А между тем и без того качающийся, будто от морской качки, Лихой изловчился взвалить на плечо брата и неверной поступью устремился к тропинке, поднимающейся вверх по скалам метров на пятьдесят в высоту. Он что, с ума сощел?!

— Лихой, брось меня, — прохрипел Гвейн, узрев ту малую часть пути, что им предстояло проделать всего лишь до верха прибрежной скалы!

— Очень смешно, — выплюнул в ответ сарказм разбойничий атаман. — Сделай одолжение, помолчи и побереги силы, а то я допру до верха труп, и мне останется, уподобившись ворону, только обглодать твои чернокнижнические косточки на обед и накаркать себе такую же бестолковую гибель.

— Брат, ты и сам до туда навряд ли доползешь — яд еще не отпустил.

— Ты предлагаешь нам разлечься перед морем на песочке и позагорать? — подбодрил сам себя язвительным тоном «носильщик».

— Лихой, брось меня! Мне пофиг где дохнуть! — Гвейн попробовал даже слабо лягнуть брата, но что его кто-то слушал!

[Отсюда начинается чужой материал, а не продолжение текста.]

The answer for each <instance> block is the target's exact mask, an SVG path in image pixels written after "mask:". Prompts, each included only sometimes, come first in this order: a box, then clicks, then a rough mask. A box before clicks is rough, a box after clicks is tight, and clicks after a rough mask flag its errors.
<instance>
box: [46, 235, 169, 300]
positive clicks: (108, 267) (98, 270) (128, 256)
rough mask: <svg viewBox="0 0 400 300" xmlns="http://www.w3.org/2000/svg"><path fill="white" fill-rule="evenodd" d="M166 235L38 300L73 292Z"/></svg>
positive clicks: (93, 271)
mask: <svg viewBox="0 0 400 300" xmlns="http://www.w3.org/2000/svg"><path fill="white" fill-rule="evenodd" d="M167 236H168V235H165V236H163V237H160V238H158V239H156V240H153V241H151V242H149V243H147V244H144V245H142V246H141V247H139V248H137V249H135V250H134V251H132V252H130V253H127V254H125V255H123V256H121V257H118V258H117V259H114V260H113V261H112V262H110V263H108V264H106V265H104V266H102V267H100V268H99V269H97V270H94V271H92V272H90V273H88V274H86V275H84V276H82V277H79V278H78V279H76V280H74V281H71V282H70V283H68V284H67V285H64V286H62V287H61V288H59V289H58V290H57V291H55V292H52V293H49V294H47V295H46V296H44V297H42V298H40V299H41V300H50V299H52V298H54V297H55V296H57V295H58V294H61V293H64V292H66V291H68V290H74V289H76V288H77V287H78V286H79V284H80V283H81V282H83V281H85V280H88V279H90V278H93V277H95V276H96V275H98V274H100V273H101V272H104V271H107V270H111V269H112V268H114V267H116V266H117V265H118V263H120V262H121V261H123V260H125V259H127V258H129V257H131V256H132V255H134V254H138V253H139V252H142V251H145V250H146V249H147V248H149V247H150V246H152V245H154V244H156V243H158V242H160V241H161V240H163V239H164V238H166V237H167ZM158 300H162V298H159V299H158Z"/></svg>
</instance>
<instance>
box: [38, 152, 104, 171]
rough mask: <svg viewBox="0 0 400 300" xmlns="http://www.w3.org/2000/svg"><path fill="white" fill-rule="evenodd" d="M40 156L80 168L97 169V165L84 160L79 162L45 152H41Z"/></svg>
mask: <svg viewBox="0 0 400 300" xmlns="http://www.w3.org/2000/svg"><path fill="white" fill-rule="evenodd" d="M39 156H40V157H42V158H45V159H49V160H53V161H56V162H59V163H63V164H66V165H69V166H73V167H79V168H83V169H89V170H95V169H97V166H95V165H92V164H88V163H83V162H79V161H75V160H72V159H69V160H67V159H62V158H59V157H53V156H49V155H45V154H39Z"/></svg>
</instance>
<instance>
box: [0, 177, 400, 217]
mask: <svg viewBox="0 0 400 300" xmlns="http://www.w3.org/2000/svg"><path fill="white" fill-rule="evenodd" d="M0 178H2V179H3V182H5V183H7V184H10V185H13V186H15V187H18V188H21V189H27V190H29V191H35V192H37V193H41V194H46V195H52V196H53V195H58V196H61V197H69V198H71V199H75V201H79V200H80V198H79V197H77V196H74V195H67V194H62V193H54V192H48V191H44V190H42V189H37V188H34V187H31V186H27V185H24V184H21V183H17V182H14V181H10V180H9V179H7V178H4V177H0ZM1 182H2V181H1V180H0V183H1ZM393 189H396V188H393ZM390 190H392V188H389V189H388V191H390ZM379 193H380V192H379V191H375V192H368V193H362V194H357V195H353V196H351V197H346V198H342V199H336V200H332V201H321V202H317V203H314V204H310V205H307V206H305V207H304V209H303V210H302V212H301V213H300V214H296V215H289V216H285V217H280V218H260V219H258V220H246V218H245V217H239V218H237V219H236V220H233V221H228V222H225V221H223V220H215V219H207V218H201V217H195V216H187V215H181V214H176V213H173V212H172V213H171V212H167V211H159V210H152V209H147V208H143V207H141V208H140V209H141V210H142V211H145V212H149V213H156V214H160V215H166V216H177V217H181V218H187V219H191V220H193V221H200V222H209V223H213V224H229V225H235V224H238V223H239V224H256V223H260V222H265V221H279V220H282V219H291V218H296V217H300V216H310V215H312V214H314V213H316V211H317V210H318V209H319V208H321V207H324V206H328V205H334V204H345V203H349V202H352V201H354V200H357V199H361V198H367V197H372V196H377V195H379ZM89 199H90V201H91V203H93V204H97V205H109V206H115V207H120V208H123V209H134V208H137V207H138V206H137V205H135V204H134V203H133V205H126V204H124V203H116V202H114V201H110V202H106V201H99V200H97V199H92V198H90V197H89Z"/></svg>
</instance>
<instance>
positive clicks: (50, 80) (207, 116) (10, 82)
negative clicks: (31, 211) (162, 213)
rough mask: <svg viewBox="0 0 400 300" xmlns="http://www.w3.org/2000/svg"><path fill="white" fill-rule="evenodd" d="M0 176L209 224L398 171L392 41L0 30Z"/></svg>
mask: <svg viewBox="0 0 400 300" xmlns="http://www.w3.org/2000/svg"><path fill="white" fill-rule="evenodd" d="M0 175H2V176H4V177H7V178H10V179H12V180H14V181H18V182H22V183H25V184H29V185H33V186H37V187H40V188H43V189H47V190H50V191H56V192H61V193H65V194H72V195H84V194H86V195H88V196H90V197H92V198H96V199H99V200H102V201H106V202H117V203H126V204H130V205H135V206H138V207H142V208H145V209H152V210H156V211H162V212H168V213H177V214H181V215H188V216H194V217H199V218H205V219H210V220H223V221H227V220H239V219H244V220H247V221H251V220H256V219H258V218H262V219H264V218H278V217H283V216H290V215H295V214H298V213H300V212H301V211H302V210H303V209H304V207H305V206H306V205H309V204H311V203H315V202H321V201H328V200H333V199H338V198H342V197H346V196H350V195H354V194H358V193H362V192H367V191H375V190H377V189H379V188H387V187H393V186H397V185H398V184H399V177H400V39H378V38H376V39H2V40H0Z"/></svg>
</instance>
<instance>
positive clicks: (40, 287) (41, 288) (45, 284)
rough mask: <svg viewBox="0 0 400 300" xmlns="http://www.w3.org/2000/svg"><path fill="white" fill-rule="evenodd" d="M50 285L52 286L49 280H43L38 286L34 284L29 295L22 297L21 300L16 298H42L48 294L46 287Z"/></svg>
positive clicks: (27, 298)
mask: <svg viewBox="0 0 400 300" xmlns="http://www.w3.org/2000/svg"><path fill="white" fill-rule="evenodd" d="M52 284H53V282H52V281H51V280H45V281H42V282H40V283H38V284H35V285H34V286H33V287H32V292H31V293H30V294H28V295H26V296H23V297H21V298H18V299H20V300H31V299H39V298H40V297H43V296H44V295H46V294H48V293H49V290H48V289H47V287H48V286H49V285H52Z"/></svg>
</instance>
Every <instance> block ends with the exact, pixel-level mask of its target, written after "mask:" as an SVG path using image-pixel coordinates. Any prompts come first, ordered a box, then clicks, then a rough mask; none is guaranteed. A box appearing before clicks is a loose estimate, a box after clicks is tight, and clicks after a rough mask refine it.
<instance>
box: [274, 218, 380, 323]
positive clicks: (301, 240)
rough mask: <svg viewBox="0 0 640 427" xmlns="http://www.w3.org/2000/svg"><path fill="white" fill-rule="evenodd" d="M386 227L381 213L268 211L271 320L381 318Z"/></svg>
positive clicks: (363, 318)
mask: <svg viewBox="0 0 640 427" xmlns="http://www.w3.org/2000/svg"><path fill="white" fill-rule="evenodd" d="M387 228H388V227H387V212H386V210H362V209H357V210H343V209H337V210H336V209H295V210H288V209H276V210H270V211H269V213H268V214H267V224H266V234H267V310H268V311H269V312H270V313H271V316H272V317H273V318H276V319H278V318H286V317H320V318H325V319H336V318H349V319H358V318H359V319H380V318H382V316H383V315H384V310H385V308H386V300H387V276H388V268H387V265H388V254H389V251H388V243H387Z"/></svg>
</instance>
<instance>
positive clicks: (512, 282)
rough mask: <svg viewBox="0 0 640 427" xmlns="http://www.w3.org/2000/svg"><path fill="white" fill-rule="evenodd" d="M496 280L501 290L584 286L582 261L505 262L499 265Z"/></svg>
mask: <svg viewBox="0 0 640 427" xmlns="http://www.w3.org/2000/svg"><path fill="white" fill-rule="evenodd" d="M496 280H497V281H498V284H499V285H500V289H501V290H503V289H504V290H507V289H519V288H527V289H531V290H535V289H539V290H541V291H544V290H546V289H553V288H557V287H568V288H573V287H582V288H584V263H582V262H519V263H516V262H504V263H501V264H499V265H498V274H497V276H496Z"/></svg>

— Слушай, Гвейн, ты вроде у нас самым мудрым и башковитым слывешь, но порой такую ахинею порешь, вот как сейчас! Ну испустишь ты на порсульском берегу свой многострадальный привороженный дух, и что? Кто, спрашивается, будет спасать дурную башку нашего золотого младшего братца от справедливого приговора? Кто будет разнимать нас с Эзраэлем, чтобы мы, в Хаос, не поубивали друг друга? Кто будет нудеть у меня над ухом о благородстве и любви, чтоб я однозначно со скуки не помер, а еще раздражать своим правильным аж до зубного скрипа примером? Кто будет на спор перепивать меня и плавать против течения Вихры от злющего папы, а потом вместе со мной за пьяные приключения чистить сапоги за всей армией или драить казармы? Да кто, в конце концов, перекусает ядовитыми зубами всех братьев, если им вздумается подхватить чуму в каком-нибудь притоне?!

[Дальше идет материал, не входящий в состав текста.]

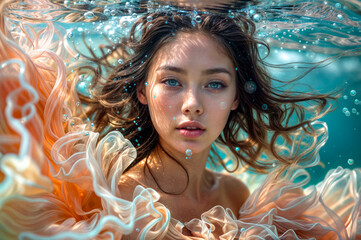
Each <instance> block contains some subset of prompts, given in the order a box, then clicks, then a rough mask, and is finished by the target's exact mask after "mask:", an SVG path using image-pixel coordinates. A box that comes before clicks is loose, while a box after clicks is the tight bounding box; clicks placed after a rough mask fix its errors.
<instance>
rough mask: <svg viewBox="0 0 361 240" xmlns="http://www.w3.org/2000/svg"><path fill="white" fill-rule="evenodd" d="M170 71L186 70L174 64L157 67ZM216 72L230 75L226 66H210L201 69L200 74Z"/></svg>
mask: <svg viewBox="0 0 361 240" xmlns="http://www.w3.org/2000/svg"><path fill="white" fill-rule="evenodd" d="M160 70H163V71H172V72H177V73H181V74H186V73H187V71H186V70H184V69H182V68H179V67H175V66H168V65H166V66H161V67H159V68H158V69H157V71H160ZM216 73H226V74H228V75H229V76H232V74H231V72H230V71H229V70H227V69H226V68H222V67H220V68H210V69H206V70H204V71H202V75H211V74H216Z"/></svg>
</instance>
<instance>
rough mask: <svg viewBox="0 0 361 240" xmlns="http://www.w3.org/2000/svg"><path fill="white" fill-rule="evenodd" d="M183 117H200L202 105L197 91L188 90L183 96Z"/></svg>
mask: <svg viewBox="0 0 361 240" xmlns="http://www.w3.org/2000/svg"><path fill="white" fill-rule="evenodd" d="M182 112H183V114H184V115H193V114H196V115H201V114H202V113H203V104H202V100H201V97H200V94H199V92H198V91H197V89H189V90H187V92H186V94H185V95H184V101H183V106H182Z"/></svg>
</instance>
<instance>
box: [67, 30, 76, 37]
mask: <svg viewBox="0 0 361 240" xmlns="http://www.w3.org/2000/svg"><path fill="white" fill-rule="evenodd" d="M66 36H67V37H68V38H72V37H73V36H74V34H73V31H69V32H68V33H67V35H66Z"/></svg>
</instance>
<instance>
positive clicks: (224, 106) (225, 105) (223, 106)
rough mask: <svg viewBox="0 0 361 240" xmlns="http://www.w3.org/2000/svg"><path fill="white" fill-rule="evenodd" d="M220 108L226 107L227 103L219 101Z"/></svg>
mask: <svg viewBox="0 0 361 240" xmlns="http://www.w3.org/2000/svg"><path fill="white" fill-rule="evenodd" d="M220 108H221V109H222V110H225V109H227V103H225V102H221V103H220Z"/></svg>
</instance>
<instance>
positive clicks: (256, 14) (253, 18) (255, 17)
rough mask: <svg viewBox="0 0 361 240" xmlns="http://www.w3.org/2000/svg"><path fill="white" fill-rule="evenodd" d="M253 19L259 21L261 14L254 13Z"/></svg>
mask: <svg viewBox="0 0 361 240" xmlns="http://www.w3.org/2000/svg"><path fill="white" fill-rule="evenodd" d="M253 20H254V21H255V22H259V21H260V20H261V15H259V14H258V13H257V14H255V15H254V16H253Z"/></svg>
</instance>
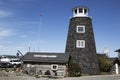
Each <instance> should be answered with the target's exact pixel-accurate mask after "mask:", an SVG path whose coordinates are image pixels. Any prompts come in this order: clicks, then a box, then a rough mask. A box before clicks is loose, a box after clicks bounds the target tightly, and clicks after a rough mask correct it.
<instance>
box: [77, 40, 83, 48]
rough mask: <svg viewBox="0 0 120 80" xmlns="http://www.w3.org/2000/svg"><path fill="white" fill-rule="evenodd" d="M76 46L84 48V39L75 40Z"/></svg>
mask: <svg viewBox="0 0 120 80" xmlns="http://www.w3.org/2000/svg"><path fill="white" fill-rule="evenodd" d="M76 47H77V48H85V40H77V41H76Z"/></svg>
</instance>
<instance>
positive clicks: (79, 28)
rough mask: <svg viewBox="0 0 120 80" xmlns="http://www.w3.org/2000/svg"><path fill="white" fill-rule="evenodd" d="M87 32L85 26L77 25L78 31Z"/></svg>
mask: <svg viewBox="0 0 120 80" xmlns="http://www.w3.org/2000/svg"><path fill="white" fill-rule="evenodd" d="M84 32H85V26H77V33H84Z"/></svg>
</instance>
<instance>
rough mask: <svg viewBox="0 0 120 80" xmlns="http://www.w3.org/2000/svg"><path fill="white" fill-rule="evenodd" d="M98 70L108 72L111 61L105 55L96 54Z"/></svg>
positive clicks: (110, 67) (101, 71)
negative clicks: (98, 54) (110, 61)
mask: <svg viewBox="0 0 120 80" xmlns="http://www.w3.org/2000/svg"><path fill="white" fill-rule="evenodd" d="M98 61H99V68H100V72H110V69H111V67H112V63H111V62H110V60H108V59H107V57H106V56H98Z"/></svg>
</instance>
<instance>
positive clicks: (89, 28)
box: [65, 6, 99, 74]
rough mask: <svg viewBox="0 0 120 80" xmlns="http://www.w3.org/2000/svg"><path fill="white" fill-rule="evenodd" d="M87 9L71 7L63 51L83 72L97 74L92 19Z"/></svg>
mask: <svg viewBox="0 0 120 80" xmlns="http://www.w3.org/2000/svg"><path fill="white" fill-rule="evenodd" d="M88 11H89V9H88V8H87V7H83V6H78V7H75V8H73V17H72V18H71V19H70V24H69V31H68V37H67V44H66V51H65V52H66V53H68V54H70V55H71V59H72V60H75V61H76V62H77V63H78V64H79V65H81V67H82V73H83V74H99V66H98V58H97V54H96V46H95V40H94V33H93V28H92V19H91V18H90V17H89V16H88Z"/></svg>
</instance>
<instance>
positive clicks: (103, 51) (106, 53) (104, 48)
mask: <svg viewBox="0 0 120 80" xmlns="http://www.w3.org/2000/svg"><path fill="white" fill-rule="evenodd" d="M108 52H109V50H108V48H104V49H103V53H104V54H106V56H108Z"/></svg>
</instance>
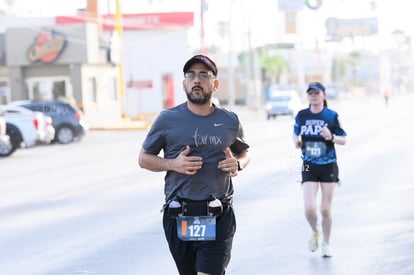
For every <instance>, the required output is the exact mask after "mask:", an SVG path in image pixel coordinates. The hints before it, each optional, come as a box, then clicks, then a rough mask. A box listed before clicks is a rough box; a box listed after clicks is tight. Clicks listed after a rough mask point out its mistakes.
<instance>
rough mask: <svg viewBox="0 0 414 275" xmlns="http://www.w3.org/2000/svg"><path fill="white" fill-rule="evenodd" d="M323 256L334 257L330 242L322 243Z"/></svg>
mask: <svg viewBox="0 0 414 275" xmlns="http://www.w3.org/2000/svg"><path fill="white" fill-rule="evenodd" d="M322 257H324V258H327V257H332V253H331V249H330V248H329V243H327V242H323V243H322Z"/></svg>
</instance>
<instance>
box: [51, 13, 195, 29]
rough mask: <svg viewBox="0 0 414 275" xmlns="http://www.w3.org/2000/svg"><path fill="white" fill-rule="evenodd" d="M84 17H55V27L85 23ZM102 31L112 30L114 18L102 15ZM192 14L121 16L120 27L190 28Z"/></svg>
mask: <svg viewBox="0 0 414 275" xmlns="http://www.w3.org/2000/svg"><path fill="white" fill-rule="evenodd" d="M86 20H87V19H86V17H85V16H84V15H77V16H57V17H55V22H56V24H57V25H62V24H76V23H85V22H86ZM100 21H101V22H100V23H101V24H102V29H103V30H113V29H114V25H115V16H114V15H112V14H107V15H102V16H101V18H100ZM193 24H194V14H193V13H192V12H170V13H144V14H123V15H122V25H123V29H124V30H148V29H164V28H177V27H192V26H193Z"/></svg>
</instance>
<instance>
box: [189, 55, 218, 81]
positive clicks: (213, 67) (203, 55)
mask: <svg viewBox="0 0 414 275" xmlns="http://www.w3.org/2000/svg"><path fill="white" fill-rule="evenodd" d="M194 63H203V64H204V65H206V66H207V68H209V69H210V71H212V72H213V74H214V76H217V66H216V64H215V63H214V62H213V60H211V59H210V58H208V57H207V56H205V55H202V54H198V55H194V56H193V57H191V58H190V59H189V60H188V61H187V62H186V63H185V65H184V68H183V72H184V73H186V72H187V71H188V69H190V67H191V65H193V64H194Z"/></svg>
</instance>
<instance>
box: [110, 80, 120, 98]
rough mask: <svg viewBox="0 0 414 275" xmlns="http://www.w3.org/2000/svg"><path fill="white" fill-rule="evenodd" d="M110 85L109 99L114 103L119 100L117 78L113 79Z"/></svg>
mask: <svg viewBox="0 0 414 275" xmlns="http://www.w3.org/2000/svg"><path fill="white" fill-rule="evenodd" d="M109 81H110V83H109V84H110V85H108V87H110V88H109V98H110V99H111V100H113V101H117V100H118V81H117V79H116V78H114V77H113V78H111V79H110V80H109Z"/></svg>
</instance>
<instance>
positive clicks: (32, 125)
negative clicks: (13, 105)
mask: <svg viewBox="0 0 414 275" xmlns="http://www.w3.org/2000/svg"><path fill="white" fill-rule="evenodd" d="M1 109H2V110H3V112H4V118H5V120H6V133H7V135H9V137H10V141H11V144H12V152H13V151H15V150H16V149H17V148H19V147H32V146H34V145H36V144H38V143H47V144H48V143H51V142H52V140H53V138H54V136H55V129H54V128H53V126H52V120H51V118H50V117H47V116H45V115H43V113H41V112H33V111H31V110H29V109H26V108H24V107H19V106H9V105H6V106H1Z"/></svg>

— Лихой, оставь… — у Гвейна уже не было сил возражать, но не попробовать еще раз вразумить брата он не мог.

— Сдыхающим слова не давали, — упрямо отвечал атаман. — И вообще, неужели ты думал, что я дам тебе спокойно попрощаться с жизнью? Ха, не дождешься! Отделаешься от меня ты не раньше, чем окончательно решишь в царство мертвых перебраться, а пока лежи смирно и не голоси, как девица, которую в первый раз на сеновал волокут.

Так они и ползли на скалу, рывок за рывком, шаг за шагом, и каждый отнимал все больше и больше сил, которых, казалось, уже давно нет. Но они все шли, теперь молча, потому что ни у одного двух слов не получилось бы выговорить, Гвейн — потому что потерял сознание от нового болевого приступа, Лихой — потому что устал, как собака. Из чистого упрямства еще передвигая ноги, атаман мысленно уговаривал себя сделать еще одно усилие, а потом еще, и еще. Не ради себя. Ради Гвейна. Если бы дело было только в нем, он бы уже давно растянулся на скале и блаженной мыслью: «Жрите меня, кто хотите, я не встану». А так на спину ощутимо давили брат и ответственность, не давая забыть друг о друге и малодушно сдаться.

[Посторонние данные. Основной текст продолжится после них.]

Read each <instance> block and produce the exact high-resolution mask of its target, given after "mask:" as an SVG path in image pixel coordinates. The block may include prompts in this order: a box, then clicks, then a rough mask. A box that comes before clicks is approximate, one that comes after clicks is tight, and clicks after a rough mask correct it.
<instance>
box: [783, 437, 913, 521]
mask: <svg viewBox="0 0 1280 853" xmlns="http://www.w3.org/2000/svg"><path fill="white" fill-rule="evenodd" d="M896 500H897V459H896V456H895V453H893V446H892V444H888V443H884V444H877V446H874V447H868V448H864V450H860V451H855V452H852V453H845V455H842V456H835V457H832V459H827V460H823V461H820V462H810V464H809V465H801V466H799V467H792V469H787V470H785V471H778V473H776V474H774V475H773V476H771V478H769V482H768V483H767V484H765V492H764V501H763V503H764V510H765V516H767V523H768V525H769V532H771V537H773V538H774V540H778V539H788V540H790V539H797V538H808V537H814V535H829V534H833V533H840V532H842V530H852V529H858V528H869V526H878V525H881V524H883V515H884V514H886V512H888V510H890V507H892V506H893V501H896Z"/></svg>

Спасение явилось нежданно — негаданно: раздалось призывное лошадиное ржание, и сзади их настиг…

— Мрак!!! — Лихой возопил бы от счастья на всю округу, но ему и вдохнуть лишний раз было в тягость, не то что тренировать голосовые связки.

Конь оказался оседлан, и атаман с чистой совестью перебросил Гвейн со своей спины, на лошадиную, затем забрался верхом на жеребца сам и, доверив построение маршрута и управление в целом тотему брата, наконец повалился вперед, перегнувшиь через лежащего поперек чернокнижника и уплывая в такое желанное беспамятство. Даже самому себе он не признался бы, что еще шаг — и его ноги подломились бы, и он без сознания рухнул бы прямо на каменистую породу скалистых берегов Востока, как обычно недружелюбных и сулящих тысячу и одну опасность.